I would also be happy having a single lower triangle, colored based on the Fst values, with the Fst value and p-value written on the cell. This is along the lines of the answer here: How to do a triangle heatmap in R using ggplot2, reshape2, and Hmisc?, but I couldn't get this to work with my data (the heatmap cells weren't all in the same triangle).

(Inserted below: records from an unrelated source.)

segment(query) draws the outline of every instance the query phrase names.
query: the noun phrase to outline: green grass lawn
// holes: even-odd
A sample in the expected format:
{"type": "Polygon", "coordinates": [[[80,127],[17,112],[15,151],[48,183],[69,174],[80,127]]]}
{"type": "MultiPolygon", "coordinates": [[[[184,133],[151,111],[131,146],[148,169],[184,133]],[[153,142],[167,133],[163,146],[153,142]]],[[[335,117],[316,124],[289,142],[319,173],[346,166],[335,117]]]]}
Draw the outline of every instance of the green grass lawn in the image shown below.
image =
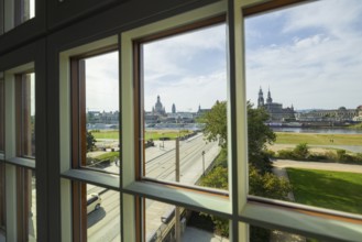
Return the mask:
{"type": "MultiPolygon", "coordinates": [[[[147,131],[145,133],[145,140],[160,140],[160,138],[169,138],[172,140],[176,139],[179,135],[185,135],[190,133],[190,131],[183,130],[180,132],[178,131],[147,131]]],[[[110,139],[110,140],[118,140],[119,139],[119,132],[118,131],[97,131],[91,132],[91,134],[95,136],[95,139],[110,139]]]]}
{"type": "Polygon", "coordinates": [[[287,168],[298,204],[362,213],[362,174],[287,168]]]}
{"type": "Polygon", "coordinates": [[[362,145],[362,134],[275,132],[276,144],[362,145]],[[333,142],[331,142],[333,140],[333,142]]]}
{"type": "Polygon", "coordinates": [[[119,132],[118,131],[97,131],[91,132],[91,134],[95,136],[95,139],[110,139],[110,140],[118,140],[119,139],[119,132]]]}
{"type": "Polygon", "coordinates": [[[94,158],[97,158],[99,161],[103,161],[103,160],[110,160],[111,162],[113,162],[114,158],[118,158],[120,155],[119,152],[107,152],[105,154],[95,156],[94,158]]]}

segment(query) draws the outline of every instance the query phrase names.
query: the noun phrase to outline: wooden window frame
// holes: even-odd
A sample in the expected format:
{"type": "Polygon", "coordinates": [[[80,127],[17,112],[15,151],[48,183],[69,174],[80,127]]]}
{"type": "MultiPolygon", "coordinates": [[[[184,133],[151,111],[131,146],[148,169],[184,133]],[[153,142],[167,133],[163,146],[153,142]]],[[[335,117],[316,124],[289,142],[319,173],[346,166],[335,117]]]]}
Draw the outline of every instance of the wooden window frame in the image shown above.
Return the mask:
{"type": "Polygon", "coordinates": [[[15,107],[18,107],[15,110],[17,156],[35,160],[35,155],[26,155],[32,153],[31,82],[30,79],[26,79],[26,75],[31,73],[32,70],[29,70],[15,75],[15,107]]]}
{"type": "MultiPolygon", "coordinates": [[[[35,4],[36,0],[34,0],[35,4]]],[[[14,0],[14,23],[15,26],[31,20],[30,18],[30,0],[14,0]],[[29,13],[26,13],[29,12],[29,13]],[[26,15],[25,15],[26,13],[26,15]],[[28,15],[29,14],[29,15],[28,15]]]]}
{"type": "MultiPolygon", "coordinates": [[[[86,58],[118,51],[117,45],[97,48],[70,57],[70,130],[72,164],[74,169],[92,169],[86,166],[87,113],[86,113],[86,58]]],[[[97,172],[107,173],[95,169],[97,172]]],[[[87,184],[72,180],[73,240],[87,241],[87,184]]]]}
{"type": "Polygon", "coordinates": [[[4,79],[0,78],[0,152],[6,150],[4,147],[4,79]]]}
{"type": "MultiPolygon", "coordinates": [[[[29,216],[32,202],[32,176],[34,170],[17,167],[17,232],[18,241],[29,241],[29,216]]],[[[36,206],[36,205],[35,205],[36,206]]]]}
{"type": "Polygon", "coordinates": [[[4,32],[4,0],[0,0],[0,35],[4,32]]]}
{"type": "Polygon", "coordinates": [[[0,233],[4,233],[7,228],[6,207],[6,165],[0,162],[0,233]]]}
{"type": "MultiPolygon", "coordinates": [[[[208,190],[206,191],[201,187],[187,186],[176,183],[167,183],[163,180],[156,180],[145,177],[145,122],[144,122],[144,79],[143,79],[143,55],[142,55],[142,45],[150,43],[152,41],[157,41],[166,37],[176,36],[177,34],[188,33],[196,30],[202,30],[204,28],[209,28],[226,23],[226,14],[219,14],[217,16],[207,18],[205,20],[199,20],[194,23],[185,24],[178,28],[173,28],[166,31],[154,33],[141,38],[133,40],[133,103],[134,103],[134,177],[138,182],[149,182],[155,185],[172,186],[176,189],[182,190],[196,190],[198,193],[211,194],[217,197],[229,197],[228,193],[218,191],[218,190],[208,190]]],[[[135,197],[135,219],[136,224],[136,241],[146,241],[146,209],[145,209],[145,198],[135,197]]]]}
{"type": "MultiPolygon", "coordinates": [[[[188,33],[195,30],[201,30],[204,28],[217,25],[220,23],[226,23],[226,14],[220,14],[217,16],[208,18],[206,20],[196,21],[194,23],[185,24],[178,28],[173,28],[166,31],[154,33],[141,38],[133,41],[133,101],[134,101],[134,157],[135,157],[135,168],[134,176],[136,180],[147,180],[158,184],[168,184],[167,182],[154,180],[152,178],[145,177],[145,127],[144,127],[144,80],[143,80],[143,55],[142,55],[142,45],[150,43],[152,41],[162,40],[166,37],[172,37],[177,34],[188,33]]],[[[185,187],[189,189],[191,186],[185,186],[182,184],[169,183],[175,186],[185,187]]],[[[194,188],[194,186],[193,186],[194,188]]],[[[195,189],[200,189],[196,188],[195,189]]],[[[201,189],[202,190],[202,189],[201,189]]],[[[216,193],[218,194],[218,193],[216,193]]]]}
{"type": "MultiPolygon", "coordinates": [[[[70,57],[70,112],[72,112],[72,168],[86,167],[87,158],[87,113],[86,113],[86,58],[118,51],[110,45],[70,57]]],[[[95,169],[97,172],[102,172],[95,169]]],[[[107,172],[103,172],[107,173],[107,172]]]]}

I tried simpler code without the labels, but the graph wasn't lined up:
ggplot(pairwise_fst_maxmeanDP_df_lowerTri, aes(Population, Comparison_Pop)) +
theme_bw() +
xlab('Population') +
ylab('Population') +
geom_tile(aes(fill = F_ST), color='white') +
scale_fill_gradient(low = 'white', high = 'darkblue', space = 'Lab') +
theme(axis.text.x=element_text(angle=90),
axis.ticks=element_blank(),
axis.line=element_blank(),
panel.border=element_blank(),
panel.grid.major=element_line(color='#eeeeee'))
I've tried a lot of iterations of code and can't seem to find something that will suit my needs, and would sincerely appreciate any help!